I don't think there is a nostalgia market for us people in our late 50s and early 60s to want to collect the upcoming designs. 

1 comment:

  1. Well, the simple answer is that they'll stop making Heritage when it's no longer profitable. But the upcoming period was a big one for collecting. Baseball cards as a hobby really took off in the '80s and hit a peak in the junk wax era. There's a reason why Topps keeps putting cards based on sets like 1987 and 1989 in flagship as inserts and I'm thinking the years when those come around will be good ones for Heritage. When they reach 1995 they might start to have problems as collecting lost steam after the players' strike. But that's two decades away, and it's hard to say what the market will be like then.

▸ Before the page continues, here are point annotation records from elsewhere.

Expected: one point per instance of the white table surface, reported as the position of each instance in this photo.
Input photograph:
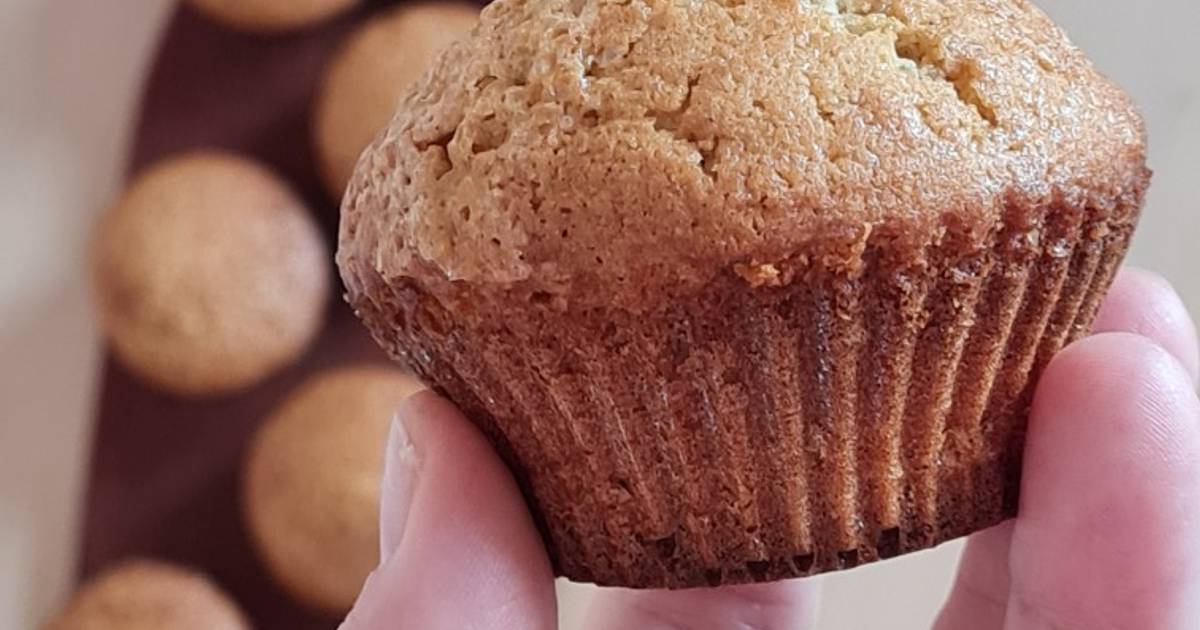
(70, 72)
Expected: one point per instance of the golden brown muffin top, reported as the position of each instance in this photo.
(367, 77)
(603, 150)
(149, 595)
(311, 486)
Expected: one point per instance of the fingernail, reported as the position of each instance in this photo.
(400, 473)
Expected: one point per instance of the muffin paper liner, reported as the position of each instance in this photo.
(859, 400)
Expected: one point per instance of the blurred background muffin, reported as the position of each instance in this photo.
(209, 274)
(311, 483)
(271, 15)
(366, 78)
(149, 595)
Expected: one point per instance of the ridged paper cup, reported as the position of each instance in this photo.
(864, 399)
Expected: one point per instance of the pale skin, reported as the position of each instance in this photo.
(1108, 534)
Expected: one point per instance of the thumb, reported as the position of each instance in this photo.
(459, 547)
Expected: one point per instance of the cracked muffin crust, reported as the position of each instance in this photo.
(365, 81)
(747, 291)
(637, 144)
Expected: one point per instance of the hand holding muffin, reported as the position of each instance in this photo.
(1104, 539)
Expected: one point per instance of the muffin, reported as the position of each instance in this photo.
(366, 78)
(209, 274)
(149, 595)
(311, 483)
(270, 15)
(749, 291)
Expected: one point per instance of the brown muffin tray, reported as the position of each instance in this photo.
(165, 469)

    Sorry to hear that they aren't making Heritage Minors anymore. I've been buying the team issue sets made by Choice for the Mets affiliates (Binghamton and Syracuse) so I guess it's not that big a void, but there are some of those Heritage Minors cards (such as Mark Vientos on the 1969 design and Francisco Álvarez on the 1972) which I absolutely adore. One dealer at the shows around here often has dime boxes with a lot of Heritage Minors and Pro Debut from the mid-teens and it's fun to grab early cards of current players.